Das Körperschaftsteuerrecht gibt juristischen Personen des öffentlichen Rechts die Möglichkeit, mehrere Betriebe gewerblicher Art (BgA) steuerlich zusammenzufassen, wenn zwischen ihnen nach dem Gesamtbild der tatsächlichen Verhältnisse objektiv eine enge wechselseitige technisch-wirtschaftliche Verflechtung von einigem Gewicht besteht (§ 4 Abs. 6 Satz 1 Nr. 2 KStG). So können verlustträchtige Tätigkeiten wie beispielsweise der Betrieb eines Schwimmbads mit gewinnträchtigen Betrieben wie zum Beispiel der Energieversorgung verrechnet werden.
Finanzverwaltung und Teile des Schrifttums vertraten bisher die Ansicht, dass die Zusammenfassung mehrerer BgA mehrstufig oder kettenförmig erfolgen könne (vgl. Schreiben des Bundesministeriums der Finanzen vom 12. November 2009, BStBl. I 2009, 1303). Dabei werden auf einer ersten Stufe zunächst zwei BgA zu einem Gesamt-BgA zusammengefasst und auf einer weiteren Stufe ein weiterer BgA mit diesem Gesamt-BgA zusammengefasst. Dem ist der BFH nun mit Urteil vom 29. August 2024, V R 43/21, entgegengetreten. Auch bei einer Zusammenfassung von mehr als zwei BgA müssen die Voraussetzungen des § 4 Abs. 6 Satz 1 KStG jeweils zwischen allen BgA, die zusammengefasst werden sollen, vorliegen.
Im Urteilsfall betrieb eine Körperschaft öffentlichen Rechts diverse BgA. Unter einem BgA Versorgung fasste die Steuerpflichtige den verlustträchtigen Betrieb eines Freibads mit den gewinnträchtigen Betrieben der Wasserversorgung und zweier Blockheizkraftwerke (BHKW) zusammen. Dabei wurde die Wärme der BHKW teilweise zum Beheizen des Freibads und zum anderen Teil für die Versorgung eines Wohngebiets genutzt. Der mit den BHKW erzeugte Strom wurde an einen Versorger verkauft. Das Finanzamt trat der Zusammenfassung entgegen und ordnete den Freibadbetrieb mangels enger wechselseitiger technisch-wirtschaftlicher Verflechtung von einigem Gewicht als eigenständigen BgA ein, denn das BHKW liefere lediglich Wärme an das Freibad wie an fremde Dritte.
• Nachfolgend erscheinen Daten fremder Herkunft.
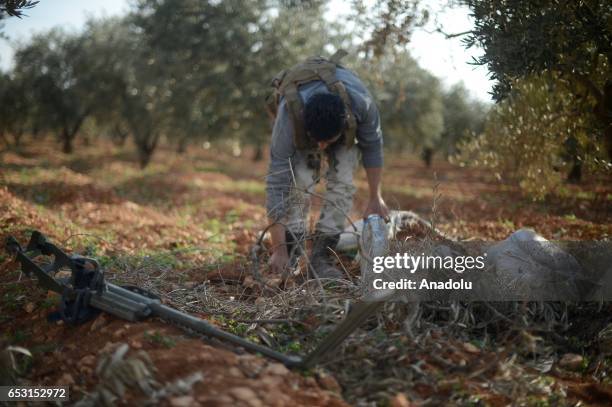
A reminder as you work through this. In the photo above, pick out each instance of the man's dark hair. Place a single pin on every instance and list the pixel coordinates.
(324, 116)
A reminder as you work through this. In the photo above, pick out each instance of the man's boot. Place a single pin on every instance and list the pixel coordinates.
(322, 259)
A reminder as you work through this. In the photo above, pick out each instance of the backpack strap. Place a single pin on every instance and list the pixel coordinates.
(287, 84)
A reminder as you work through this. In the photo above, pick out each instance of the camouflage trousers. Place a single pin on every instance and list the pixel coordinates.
(338, 197)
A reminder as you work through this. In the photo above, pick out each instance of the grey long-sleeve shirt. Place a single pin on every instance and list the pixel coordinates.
(282, 149)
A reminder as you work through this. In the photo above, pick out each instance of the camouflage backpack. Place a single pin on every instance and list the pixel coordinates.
(286, 84)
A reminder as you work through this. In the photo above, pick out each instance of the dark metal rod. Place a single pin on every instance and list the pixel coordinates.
(201, 326)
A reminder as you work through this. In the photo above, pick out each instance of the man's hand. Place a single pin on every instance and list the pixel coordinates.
(377, 206)
(279, 260)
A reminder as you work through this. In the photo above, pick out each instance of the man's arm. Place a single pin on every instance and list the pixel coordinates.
(369, 135)
(376, 205)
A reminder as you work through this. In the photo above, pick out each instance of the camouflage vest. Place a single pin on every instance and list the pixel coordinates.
(286, 84)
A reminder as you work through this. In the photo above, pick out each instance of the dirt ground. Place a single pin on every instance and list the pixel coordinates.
(185, 225)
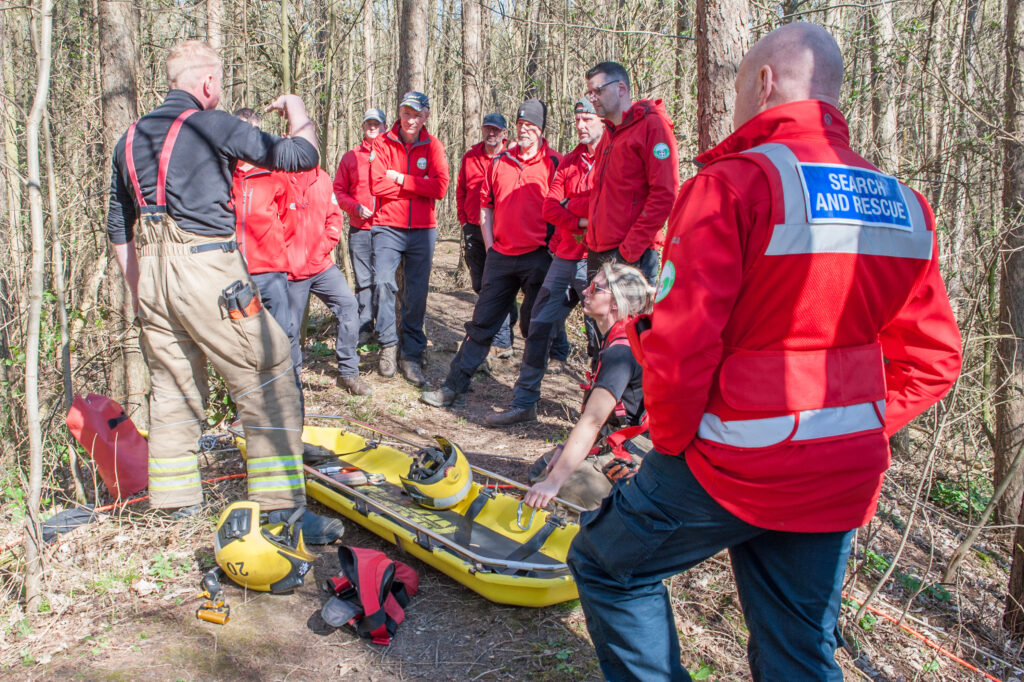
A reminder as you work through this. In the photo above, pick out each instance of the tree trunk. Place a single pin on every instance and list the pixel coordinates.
(33, 530)
(413, 51)
(1010, 373)
(215, 24)
(118, 29)
(721, 32)
(368, 49)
Der BFH stellte klar, dass eine Zusammenfassung von BgA gemäß
§ 4 Abs. 6 Satz 1 KStG nur dann zulässig ist, wenn die tatbestandlichen Voraussetzungen für die Zusammenfassung zwischen allen BgA, die zusammengefasst werden sollen, vorliegen. Die in dem Schreiben des Bundesministeriums der Finanzen vom 12. November 2009 niedergelegte Auffassung zur Kettenzusammenfassung stehe nicht mit dem geltenden Recht in Einklang. Begründet hat der V. Senat seine Auffassung mit den klassischen Argumenten: Wortlaut, Sinn und Zweck sowie Gesetzgebungsgeschichte der Vorschrift.
Das Urteil des BFH ist nur eines aus einer Reihe von Urteilen zur Zusammenfassung von BgA. Für die Praxis bedeutet dieses Urteil eine strengere Handhabung bei der steuerlichen Bewertung der Zusammenfassung mehrerer BgA. Es ist dringend zu empfehlen, Zusammenfassungen mehrerer BgA daraufhin zu überprüfen, ob die Voraussetzungen der Zusammenfassung zwischen allen BgA vorliegen. Das Urteil gilt nicht nur für die dort in Streit stehende Zusammenfassung aufgrund enger wechselseitiger technisch-wirtschaftlicher Verflechtung nach § 4 Abs. 6 Nr. 2 KStG, sondern auch für die Zusammenfassung wegen Gleichartigkeit nach § 4 Abs. 6 Nr. 1 KStG.